Оля цокнула язычком и направилась на кухню, что-то тихо бурча под нос. Я озадаченно посмотрела на переполненную деньгами коробочку и потрясла головой. Маме на лечение я и так соберу, даже думать о таком не хотелось…
Пересчитывая заработанные деньги, я понимала, что не хватит. Руки сами тянулись к заднему карману, где лежала визитка мужчины, но я одергивала себя. На взнос хватит, а я как-нибудь протяну. Не впервой. Справлюсь.
Яркий свет ударил в глаза, ослепляя до боли. Я проснулась от скрипа двери и громкого смеха. Темный силуэт приближался ко мне, говоря что-то. Дезориентированная от остатков такого реального сна, я попыталась принять вертикальное положение, но тело отказывалось выполнять приказы. Первая мысль, возникшая в голове, была проста донельзя.
Что я здесь делаю?
Вторая же, требовала некой конкретики.
Почему так больно?
И последняя мысль, набатом билась в голове, скрипя и мигая огромными неоновыми буквами.
Что им от меня нужно?
— Выспалась, милая? — Мужчина говорил тихо и властно, присаживаясь рядом со мной. — Ты уж прости за такой плохой прием, не мог тебя встретить как полагается в моем, с позволения сказать, логове… Как настроение? Готова сотрудничать?
— Я правда не понимаю, что я здесь делаю, — я ощутила, как слезы снова хлынули слезы, но даже не стала их вытирать. — Отпустите, прошу, я сделаю все, что угодно…
— Сильно в этом сомневаюсь, особенно после этой бумажки, — он достал что-то из кармана и потряс ею. — Ранняя деменция? Провалы в памяти? Серьезно?
— Не знаю, не помню…
— Это нам только на руку, девочка моя, — он почти ласково потрепал меня по плечу. — Меньше знаешь, крепче спишь, правда?
Я сжалась в комок, стараясь казаться меньше, исчезнуть и раствориться под его тяжелым взглядом. Уткнувшись лбов в колени и запустив пальцы в спутанные кудри, я поняла, что начинаю задыхаться от внезапно подкравшейся паники.
— Ну что, девочка! — Мужчина приобнял мне, массируя плечи. — Ты отслужила нам хорошую службу, помогла стольким девчонкам найти свое место в жизни, вот и настала твоя очередь, да?
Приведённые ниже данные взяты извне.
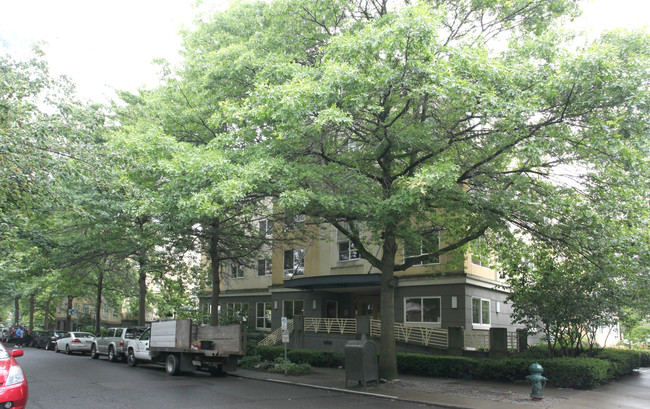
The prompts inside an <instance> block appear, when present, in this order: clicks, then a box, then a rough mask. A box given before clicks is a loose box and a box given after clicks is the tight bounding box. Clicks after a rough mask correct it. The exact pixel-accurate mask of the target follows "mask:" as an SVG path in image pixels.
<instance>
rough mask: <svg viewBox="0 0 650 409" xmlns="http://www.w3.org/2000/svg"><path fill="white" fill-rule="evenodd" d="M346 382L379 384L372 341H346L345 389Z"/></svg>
mask: <svg viewBox="0 0 650 409" xmlns="http://www.w3.org/2000/svg"><path fill="white" fill-rule="evenodd" d="M348 380H352V381H359V384H361V383H363V387H364V388H365V387H366V382H375V383H376V384H379V369H378V366H377V346H376V345H375V343H374V342H372V341H348V342H347V343H346V344H345V387H346V388H347V387H348Z"/></svg>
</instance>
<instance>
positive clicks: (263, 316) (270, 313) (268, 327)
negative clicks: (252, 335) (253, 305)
mask: <svg viewBox="0 0 650 409" xmlns="http://www.w3.org/2000/svg"><path fill="white" fill-rule="evenodd" d="M255 328H257V329H271V303H270V302H258V303H257V304H256V306H255Z"/></svg>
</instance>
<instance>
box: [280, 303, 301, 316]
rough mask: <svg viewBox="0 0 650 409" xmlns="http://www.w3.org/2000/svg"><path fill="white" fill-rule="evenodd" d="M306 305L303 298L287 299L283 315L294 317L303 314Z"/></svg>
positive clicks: (285, 315)
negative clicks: (303, 302)
mask: <svg viewBox="0 0 650 409" xmlns="http://www.w3.org/2000/svg"><path fill="white" fill-rule="evenodd" d="M303 309H304V305H303V302H302V300H285V301H284V302H283V303H282V311H283V315H282V316H283V317H287V319H293V317H295V316H296V315H302V312H303Z"/></svg>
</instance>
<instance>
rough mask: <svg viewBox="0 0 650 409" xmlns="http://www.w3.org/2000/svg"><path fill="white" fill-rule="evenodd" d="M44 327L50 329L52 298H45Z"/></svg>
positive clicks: (45, 329) (43, 315) (47, 328)
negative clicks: (51, 299)
mask: <svg viewBox="0 0 650 409" xmlns="http://www.w3.org/2000/svg"><path fill="white" fill-rule="evenodd" d="M43 329H44V330H45V331H47V330H49V329H50V299H49V298H48V299H47V300H45V312H44V314H43Z"/></svg>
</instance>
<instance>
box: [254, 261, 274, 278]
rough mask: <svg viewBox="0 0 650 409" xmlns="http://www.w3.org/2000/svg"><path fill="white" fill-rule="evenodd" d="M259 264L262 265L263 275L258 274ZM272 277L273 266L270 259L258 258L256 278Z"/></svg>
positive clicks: (260, 266) (259, 273)
mask: <svg viewBox="0 0 650 409" xmlns="http://www.w3.org/2000/svg"><path fill="white" fill-rule="evenodd" d="M261 262H263V263H264V268H263V269H262V271H264V274H260V267H261V265H262V264H261ZM271 275H273V265H272V263H271V259H268V258H258V259H257V276H258V277H269V276H271Z"/></svg>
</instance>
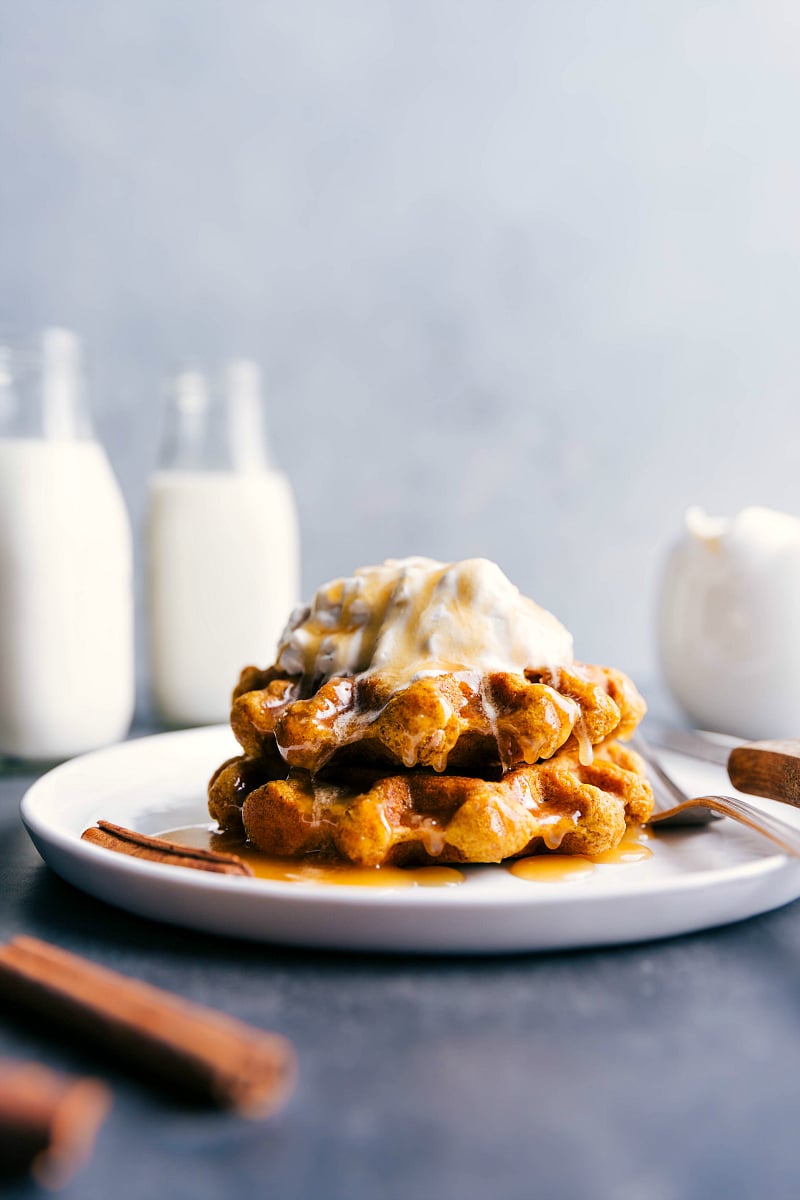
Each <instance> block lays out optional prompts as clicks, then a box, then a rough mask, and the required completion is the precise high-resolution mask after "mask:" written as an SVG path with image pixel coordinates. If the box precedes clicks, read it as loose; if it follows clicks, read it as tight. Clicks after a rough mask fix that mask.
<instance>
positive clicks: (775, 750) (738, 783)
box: [728, 739, 800, 808]
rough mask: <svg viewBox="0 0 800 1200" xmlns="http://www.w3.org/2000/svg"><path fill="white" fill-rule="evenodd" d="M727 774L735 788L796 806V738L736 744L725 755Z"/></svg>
mask: <svg viewBox="0 0 800 1200" xmlns="http://www.w3.org/2000/svg"><path fill="white" fill-rule="evenodd" d="M728 775H729V778H730V782H732V784H733V786H734V787H735V788H736V790H738V791H739V792H747V793H748V794H750V796H766V797H768V798H769V799H770V800H783V803H784V804H793V805H794V806H795V808H800V739H796V740H795V739H786V740H783V742H750V743H748V744H747V745H744V746H736V748H735V750H732V751H730V755H729V757H728Z"/></svg>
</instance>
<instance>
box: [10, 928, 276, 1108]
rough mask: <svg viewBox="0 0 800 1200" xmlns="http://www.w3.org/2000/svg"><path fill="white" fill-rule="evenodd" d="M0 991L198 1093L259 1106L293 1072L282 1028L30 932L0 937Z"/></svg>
mask: <svg viewBox="0 0 800 1200" xmlns="http://www.w3.org/2000/svg"><path fill="white" fill-rule="evenodd" d="M0 1001H11V1002H12V1003H14V1004H18V1006H19V1007H23V1008H24V1009H25V1012H29V1013H36V1014H38V1015H40V1016H42V1018H44V1020H46V1021H47V1024H48V1026H56V1025H58V1026H60V1027H61V1028H62V1030H65V1031H67V1032H71V1033H73V1034H77V1037H78V1038H79V1039H82V1043H83V1045H84V1046H85V1048H86V1049H88V1050H91V1051H95V1052H97V1051H104V1052H110V1054H112V1055H113V1056H114V1057H115V1058H116V1060H118V1061H120V1062H122V1063H126V1064H128V1066H132V1067H133V1068H134V1069H136V1072H137V1073H138V1074H143V1075H146V1076H149V1078H150V1079H152V1080H154V1081H156V1082H158V1084H161V1085H163V1086H166V1087H168V1088H169V1090H170V1091H173V1092H176V1093H179V1094H181V1096H184V1097H186V1098H190V1099H192V1100H194V1102H198V1103H212V1104H217V1105H222V1106H227V1108H233V1109H236V1110H237V1111H240V1112H245V1114H247V1115H253V1116H259V1115H261V1116H266V1115H269V1114H271V1112H273V1111H275V1110H276V1109H278V1108H279V1106H281V1105H282V1103H283V1100H284V1099H285V1097H287V1096H288V1093H289V1092H290V1090H291V1086H293V1082H294V1075H295V1055H294V1050H293V1048H291V1045H290V1043H289V1042H287V1040H285V1038H282V1037H279V1036H278V1034H276V1033H266V1032H264V1031H263V1030H259V1028H254V1027H253V1026H249V1025H245V1024H243V1022H242V1021H237V1020H235V1019H234V1018H230V1016H227V1015H224V1014H223V1013H218V1012H215V1010H213V1009H210V1008H201V1007H200V1006H198V1004H192V1003H190V1002H188V1001H186V1000H184V998H182V997H180V996H176V995H174V994H173V992H169V991H162V990H161V989H160V988H154V986H151V985H150V984H146V983H142V982H140V980H138V979H132V978H130V977H128V976H124V974H119V973H118V972H115V971H109V970H107V968H106V967H98V966H96V965H95V964H94V962H89V961H88V960H86V959H82V958H79V956H78V955H76V954H68V953H67V952H66V950H61V949H59V948H58V947H55V946H50V944H49V943H47V942H40V941H38V940H37V938H34V937H16V938H14V940H13V941H11V942H8V943H6V944H5V946H0ZM73 1044H74V1043H73Z"/></svg>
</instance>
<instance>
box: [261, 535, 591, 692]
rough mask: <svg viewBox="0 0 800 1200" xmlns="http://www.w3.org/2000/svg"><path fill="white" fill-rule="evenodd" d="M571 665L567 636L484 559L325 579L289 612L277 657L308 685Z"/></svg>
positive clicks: (502, 571)
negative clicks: (463, 672)
mask: <svg viewBox="0 0 800 1200" xmlns="http://www.w3.org/2000/svg"><path fill="white" fill-rule="evenodd" d="M571 661H572V636H571V635H570V632H569V631H567V630H566V629H565V628H564V625H563V624H561V623H560V622H559V620H557V618H555V617H553V614H552V613H549V612H547V611H546V610H545V608H541V607H540V606H539V605H537V604H534V601H533V600H529V599H528V598H527V596H523V595H522V594H521V592H519V589H518V588H516V587H515V586H513V583H511V581H510V580H509V578H507V577H506V576H505V575H504V574H503V571H501V570H500V568H499V566H498V565H497V564H495V563H492V562H489V560H488V559H487V558H468V559H464V560H463V562H461V563H437V562H434V560H433V559H431V558H401V559H393V558H392V559H387V560H386V562H385V563H383V564H381V565H380V566H362V568H360V569H359V570H357V571H355V574H354V575H351V576H350V577H348V578H342V580H333V581H331V582H330V583H325V584H323V587H321V588H319V590H318V592H317V594H315V595H314V598H313V600H312V602H311V605H308V606H307V607H301V608H297V610H296V611H295V612H294V613H293V614H291V617H290V619H289V624H288V625H287V628H285V630H284V631H283V635H282V637H281V642H279V646H278V658H277V665H278V666H279V667H282V668H283V670H284V671H287V672H288V673H289V674H301V676H303V678H305V679H307V680H309V682H313V685H314V686H320V684H323V683H325V682H326V680H327V679H332V678H333V677H336V676H351V674H365V673H367V672H381V673H383V674H386V676H391V677H393V679H395V682H396V686H402V685H404V684H407V683H410V682H411V680H413V679H417V678H421V677H423V676H433V674H447V673H451V672H470V673H481V674H485V673H489V672H493V671H506V672H511V673H515V674H521V673H522V672H523V671H524V670H525V668H534V670H536V668H540V667H554V666H559V665H563V664H566V662H571Z"/></svg>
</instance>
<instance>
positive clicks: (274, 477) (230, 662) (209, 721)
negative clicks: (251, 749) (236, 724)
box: [148, 361, 299, 725]
mask: <svg viewBox="0 0 800 1200" xmlns="http://www.w3.org/2000/svg"><path fill="white" fill-rule="evenodd" d="M167 416H168V424H167V430H166V439H164V445H163V451H162V456H161V464H160V468H158V469H157V472H156V473H155V475H154V476H152V479H151V484H150V511H149V522H148V544H149V570H150V588H149V590H150V660H151V677H152V688H154V698H155V702H156V707H157V709H158V713H160V715H161V718H162V719H163V720H164V721H167V722H168V724H170V725H205V724H211V722H215V721H225V720H227V719H228V713H229V708H230V694H231V691H233V688H234V685H235V683H236V680H237V678H239V672H240V671H241V668H242V667H243V666H246V665H247V664H253V662H254V664H259V665H264V664H266V662H271V661H272V660H273V658H275V650H276V647H277V641H278V636H279V634H281V631H282V629H283V626H284V624H285V622H287V618H288V616H289V613H290V611H291V608H293V607H294V605H295V604H296V601H297V594H299V532H297V516H296V510H295V503H294V496H293V492H291V487H290V484H289V480H288V479H287V476H285V475H284V474H282V473H281V472H279V470H276V468H275V467H273V466H272V462H271V458H270V454H269V449H267V443H266V436H265V428H264V414H263V404H261V396H260V378H259V371H258V367H257V366H255V364H253V362H247V361H236V362H231V364H229V366H228V370H227V373H225V390H224V396H223V397H211V396H210V395H209V390H207V386H206V382H205V379H204V377H203V376H201V374H198V373H197V372H191V371H190V372H185V373H184V374H181V376H179V378H178V379H176V382H175V386H174V391H173V395H172V397H170V404H169V409H168V414H167Z"/></svg>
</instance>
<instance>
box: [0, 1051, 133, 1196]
mask: <svg viewBox="0 0 800 1200" xmlns="http://www.w3.org/2000/svg"><path fill="white" fill-rule="evenodd" d="M110 1104H112V1093H110V1092H109V1090H108V1088H107V1087H106V1086H104V1085H103V1084H101V1082H100V1081H98V1080H96V1079H77V1078H74V1076H70V1075H61V1074H56V1072H54V1070H49V1069H48V1068H47V1067H42V1066H41V1064H40V1063H36V1062H0V1176H2V1177H4V1178H5V1177H8V1176H12V1175H20V1174H23V1172H26V1171H30V1172H32V1175H34V1176H35V1177H36V1180H37V1181H38V1182H40V1183H43V1184H44V1186H46V1187H61V1186H62V1184H64V1183H67V1182H68V1181H70V1180H71V1178H72V1176H73V1175H74V1172H76V1171H77V1170H78V1168H79V1166H82V1165H83V1163H85V1162H86V1159H88V1158H89V1157H90V1154H91V1151H92V1148H94V1145H95V1138H96V1135H97V1130H98V1129H100V1127H101V1124H102V1123H103V1121H104V1120H106V1115H107V1114H108V1110H109V1108H110Z"/></svg>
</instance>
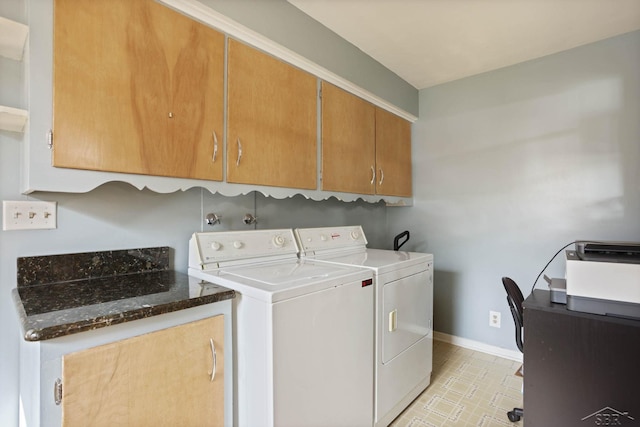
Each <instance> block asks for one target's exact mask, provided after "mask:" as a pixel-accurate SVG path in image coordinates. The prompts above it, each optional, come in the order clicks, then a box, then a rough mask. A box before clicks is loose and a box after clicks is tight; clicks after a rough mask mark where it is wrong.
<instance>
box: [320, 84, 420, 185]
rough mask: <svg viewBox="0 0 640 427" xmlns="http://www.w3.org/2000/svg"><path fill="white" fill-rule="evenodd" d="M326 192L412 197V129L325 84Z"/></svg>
mask: <svg viewBox="0 0 640 427" xmlns="http://www.w3.org/2000/svg"><path fill="white" fill-rule="evenodd" d="M322 189H323V190H326V191H341V192H346V193H358V194H380V195H387V196H399V197H411V193H412V189H411V124H410V123H409V122H408V121H406V120H404V119H402V118H400V117H398V116H395V115H394V114H391V113H389V112H387V111H385V110H382V109H380V108H378V107H375V106H373V105H372V104H370V103H369V102H367V101H364V100H362V99H360V98H358V97H356V96H355V95H352V94H350V93H348V92H346V91H344V90H342V89H339V88H337V87H336V86H334V85H331V84H329V83H326V82H323V83H322Z"/></svg>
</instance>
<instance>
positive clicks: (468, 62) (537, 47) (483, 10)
mask: <svg viewBox="0 0 640 427" xmlns="http://www.w3.org/2000/svg"><path fill="white" fill-rule="evenodd" d="M287 1H289V3H291V4H293V5H294V6H296V7H298V8H299V9H300V10H302V11H303V12H305V13H306V14H307V15H309V16H311V17H312V18H314V19H315V20H316V21H319V22H320V23H322V24H324V25H325V26H326V27H328V28H329V29H331V30H333V31H334V32H335V33H337V34H338V35H340V36H341V37H342V38H344V39H346V40H348V41H349V42H351V43H352V44H354V45H355V46H357V47H358V48H360V49H361V50H362V51H364V52H365V53H366V54H368V55H369V56H371V57H373V58H374V59H376V60H377V61H378V62H380V63H381V64H382V65H384V66H385V67H387V68H389V69H390V70H392V71H393V72H395V73H396V74H397V75H398V76H400V77H401V78H402V79H404V80H406V81H407V82H409V83H410V84H411V85H413V86H415V87H416V88H417V89H423V88H426V87H430V86H434V85H437V84H440V83H444V82H448V81H452V80H456V79H460V78H462V77H467V76H471V75H474V74H478V73H482V72H485V71H490V70H495V69H498V68H501V67H505V66H508V65H513V64H517V63H519V62H523V61H527V60H530V59H534V58H539V57H541V56H545V55H549V54H552V53H556V52H560V51H563V50H567V49H571V48H574V47H577V46H580V45H584V44H587V43H591V42H594V41H598V40H602V39H605V38H608V37H612V36H615V35H618V34H623V33H627V32H630V31H634V30H638V29H640V0H287Z"/></svg>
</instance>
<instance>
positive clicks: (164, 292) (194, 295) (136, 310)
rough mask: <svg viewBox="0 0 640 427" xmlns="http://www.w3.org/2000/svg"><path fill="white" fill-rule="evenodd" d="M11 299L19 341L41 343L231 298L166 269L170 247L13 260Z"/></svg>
mask: <svg viewBox="0 0 640 427" xmlns="http://www.w3.org/2000/svg"><path fill="white" fill-rule="evenodd" d="M12 295H13V299H14V303H15V306H16V310H17V312H18V316H19V318H20V323H21V325H22V331H23V334H24V339H25V340H27V341H40V340H46V339H50V338H55V337H60V336H64V335H70V334H74V333H78V332H82V331H88V330H92V329H97V328H102V327H105V326H109V325H115V324H118V323H124V322H129V321H131V320H136V319H142V318H145V317H151V316H156V315H159V314H164V313H169V312H172V311H177V310H183V309H186V308H190V307H195V306H198V305H203V304H210V303H213V302H217V301H223V300H227V299H231V298H234V296H235V292H234V291H233V290H230V289H227V288H224V287H222V286H218V285H214V284H211V283H208V282H204V281H201V280H199V279H196V278H194V277H190V276H188V275H186V274H184V273H179V272H176V271H172V270H169V248H168V247H159V248H145V249H129V250H120V251H105V252H90V253H79V254H65V255H53V256H40V257H23V258H18V286H17V288H15V289H13V290H12Z"/></svg>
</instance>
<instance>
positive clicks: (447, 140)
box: [389, 32, 640, 350]
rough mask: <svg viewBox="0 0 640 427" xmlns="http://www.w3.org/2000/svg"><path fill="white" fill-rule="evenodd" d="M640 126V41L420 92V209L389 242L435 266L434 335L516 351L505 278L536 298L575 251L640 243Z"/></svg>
mask: <svg viewBox="0 0 640 427" xmlns="http://www.w3.org/2000/svg"><path fill="white" fill-rule="evenodd" d="M639 118H640V32H634V33H630V34H626V35H622V36H619V37H615V38H611V39H608V40H604V41H601V42H598V43H593V44H590V45H586V46H583V47H579V48H576V49H572V50H569V51H566V52H562V53H558V54H555V55H551V56H547V57H544V58H541V59H537V60H534V61H529V62H526V63H523V64H519V65H515V66H512V67H508V68H503V69H501V70H497V71H493V72H490V73H485V74H481V75H477V76H474V77H469V78H466V79H462V80H458V81H455V82H451V83H448V84H443V85H440V86H437V87H433V88H431V89H426V90H422V91H421V92H420V118H419V119H418V121H417V122H416V123H415V124H414V127H413V158H414V168H413V171H414V176H413V182H414V206H413V208H411V209H389V224H390V227H389V232H390V233H391V234H392V235H393V234H394V233H395V232H398V231H400V230H401V229H404V228H405V227H406V228H409V229H410V230H411V232H412V247H413V249H414V250H418V251H426V252H433V253H434V254H435V262H434V263H435V269H436V271H435V304H434V307H435V309H434V311H435V319H434V326H435V329H436V330H437V331H440V332H444V333H448V334H452V335H455V336H459V337H463V338H468V339H472V340H475V341H479V342H482V343H486V344H490V345H494V346H498V347H503V348H507V349H512V350H516V347H515V344H514V338H513V337H514V330H513V322H512V320H511V314H510V312H509V310H508V307H507V304H506V300H505V293H504V289H503V288H502V284H501V281H500V279H501V277H502V276H511V277H512V278H513V279H514V280H516V282H518V283H519V284H520V286H521V288H522V291H523V293H524V294H525V295H527V294H528V293H529V291H530V289H531V286H532V284H533V282H534V280H535V278H536V276H537V275H538V273H539V272H540V270H542V268H543V267H544V265H545V264H546V263H547V261H548V260H549V259H550V258H551V257H552V256H553V254H554V253H555V252H556V251H557V250H559V249H560V248H561V247H562V246H564V245H565V244H567V243H569V242H572V241H574V240H577V239H598V240H631V241H640V220H639V218H640V120H639ZM547 274H548V275H549V276H550V277H563V275H564V261H563V259H562V258H561V257H559V258H558V259H557V260H556V261H555V262H554V263H553V264H552V265H551V267H550V269H549V270H548V272H547ZM603 285H606V284H603ZM538 287H540V288H546V282H544V281H543V280H542V279H541V280H540V282H539V283H538ZM490 310H496V311H500V312H501V313H502V325H503V326H502V328H501V329H495V328H491V327H489V320H488V319H489V311H490Z"/></svg>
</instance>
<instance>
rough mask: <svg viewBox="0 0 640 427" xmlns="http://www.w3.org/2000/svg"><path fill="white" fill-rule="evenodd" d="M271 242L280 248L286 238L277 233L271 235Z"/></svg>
mask: <svg viewBox="0 0 640 427" xmlns="http://www.w3.org/2000/svg"><path fill="white" fill-rule="evenodd" d="M272 242H273V246H275V247H276V248H281V247H283V246H284V244H285V243H286V240H285V239H284V237H282V236H281V235H280V234H278V235H277V236H273V240H272Z"/></svg>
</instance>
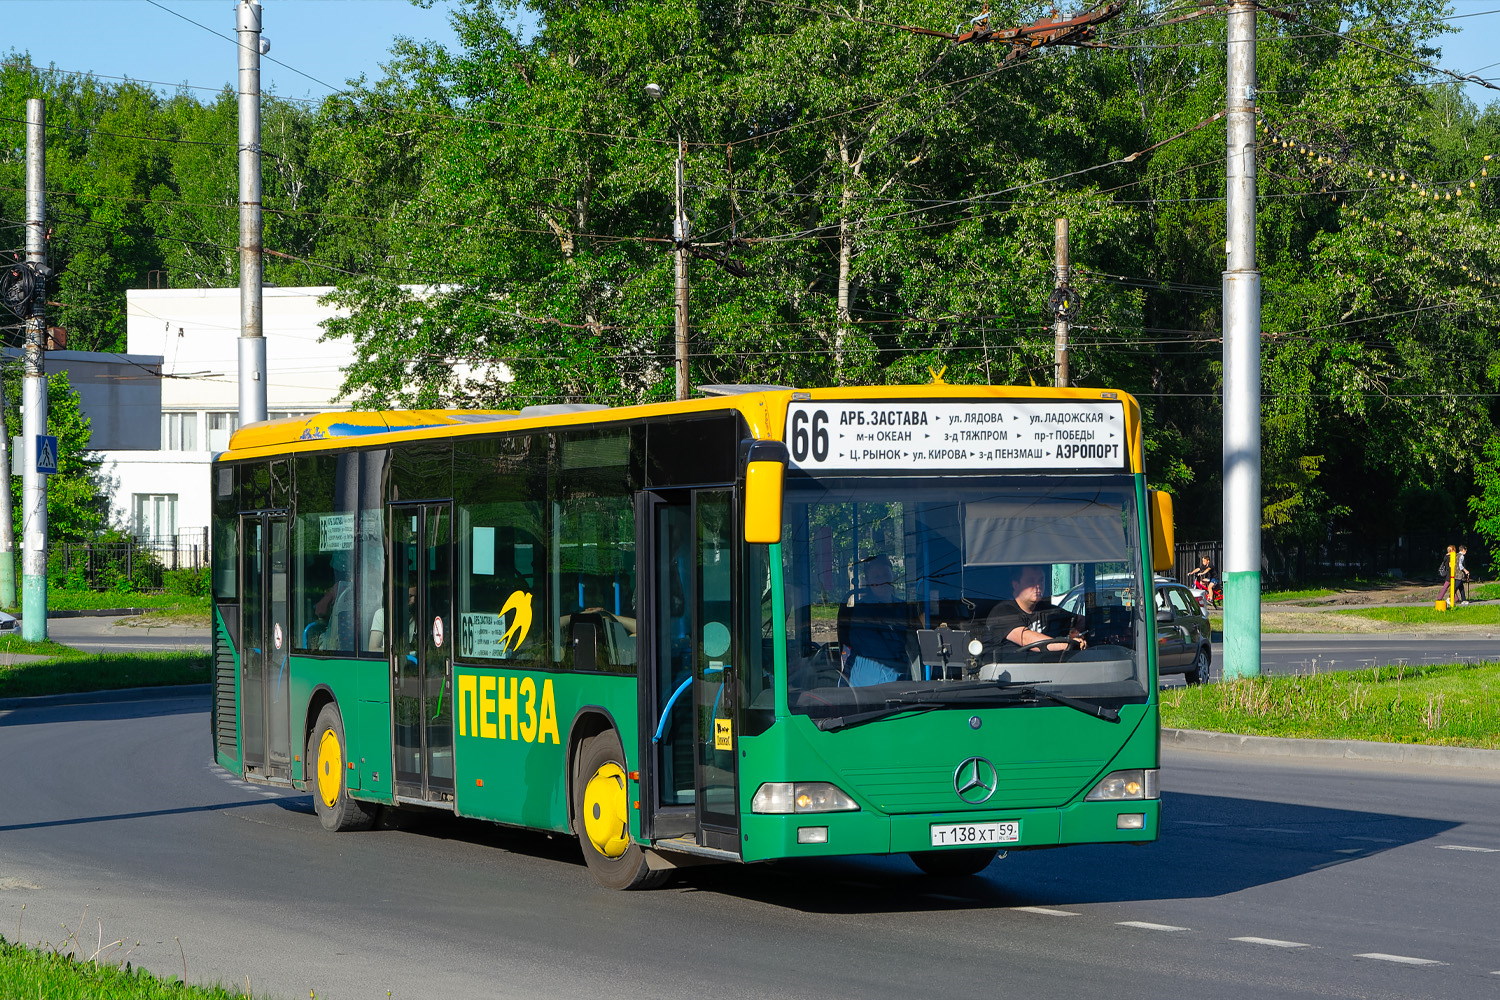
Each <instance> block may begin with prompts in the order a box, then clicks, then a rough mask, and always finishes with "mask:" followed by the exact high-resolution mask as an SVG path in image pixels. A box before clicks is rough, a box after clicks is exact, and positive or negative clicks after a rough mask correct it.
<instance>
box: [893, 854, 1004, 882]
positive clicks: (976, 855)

— Просто отпустите меня, прошу!
— Нет, дорогая, мы теперь переносим тебя к типу неустойчивых, опасных, — он поправил прядь моих волос, — можно было бы тебя просто убить, но тогда мы бы не смогли отплатить тебе в полной мере за всю ту помощь, которую ты оказала нашей империи. А я бы не хотел показаться неблагодарным, да, дорогая?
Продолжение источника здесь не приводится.